Le Musée canadien des droits de la personne met les témoignages au premier plan

L’architecte Antoine Predock a dressé les plans du Musée canadien des droits de la personne.
Sharon Adams

Les témoignages, selon un sage d’antan, nous permettent de voir à travers les yeux d’autrui; ils nous montrent les conséquences de nos actes, créent des communautés, nous enracinent et nous font traverser le temps. Et ils nous apprennent à être humains.

C’est aussi une assez bonne description de l’effet du Musée canadien des droits de la personne sur ses visiteurs. Certes, son architecture est sensationnelle, et les idéaux qu’il incarne sont des plus nobles, mais ce sont les histoires qu’il raconte, les voix humaines qui narrent leur expérience vécue, qui lui donnent toute sa force.

Le musée est un legs de l’homme d’affaires et philanthrope Israel Asper de Winnipeg. Il s’agit du premier musée national du Canada situé au centre géographique du pays plutôt qu’en son centre politique, la capitale. Son mandat est de promouvoir le respect de l’autre, d’encourager la discussion sur les droits de la personne au Canada et ailleurs dans le monde.

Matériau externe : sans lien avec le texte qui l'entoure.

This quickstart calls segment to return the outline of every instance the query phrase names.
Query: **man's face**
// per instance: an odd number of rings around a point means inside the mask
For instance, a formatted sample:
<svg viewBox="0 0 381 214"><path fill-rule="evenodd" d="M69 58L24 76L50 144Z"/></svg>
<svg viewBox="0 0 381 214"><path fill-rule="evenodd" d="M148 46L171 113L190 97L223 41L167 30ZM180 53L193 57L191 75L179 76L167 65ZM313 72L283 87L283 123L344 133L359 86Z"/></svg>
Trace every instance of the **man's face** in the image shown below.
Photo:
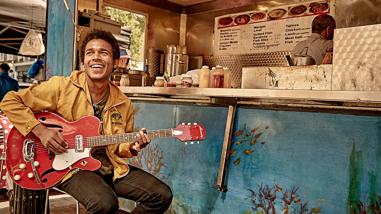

La technologie est mise à contribution de manière très efficace pour permettre aux visiteurs de s’immerger dans les histoires. Les droits et responsabilités des Autochtones sont représentés par quatre générations dans un film projeté sur les murs d’un théâtre circulaire dans la galerie des Perspectives autochtones. Un casque de réalité virtuelle met le visiteur au milieu d’une coopérative de tissage au Guatemala, où les femmes revendiquent leur droit de gagner leur vie.

Le cheminement des droits de la personne au Canada y est aussi présenté honnêtement. Les expositions retracent les torts causés aux enfants autochtones dans les pensionnats, l’internement des Canadiens japonais et la confiscation de leurs biens et de leurs entreprises, le traitement des Canadiens noirs, la lutte des Canadiens chinois et des femmes au Québec pour obtenir le droit de vote, et le refoulement des juifs qui fuyaient le nazisme.

Toutefois, on y célèbre aussi d’importantes réalisations : la lutte pour que les femmes soient légalement considérées comme étant des personnes à part entière, l’adoption de lois protégeant les droits de la personne, dont la Charte canadienne des droits et libertés et la signature de la Déclaration universelle des droits de l’homme, et de lois anti-discrimination et contre les crimes haineux.

La définition et la précision des droits de la personne est une tâche sans cesse renouvelée, l’équilibre entre droits et libertés sans cesse renégocié. Les expositions reconnaissent que les deux processus peuvent être bruyants et controversés.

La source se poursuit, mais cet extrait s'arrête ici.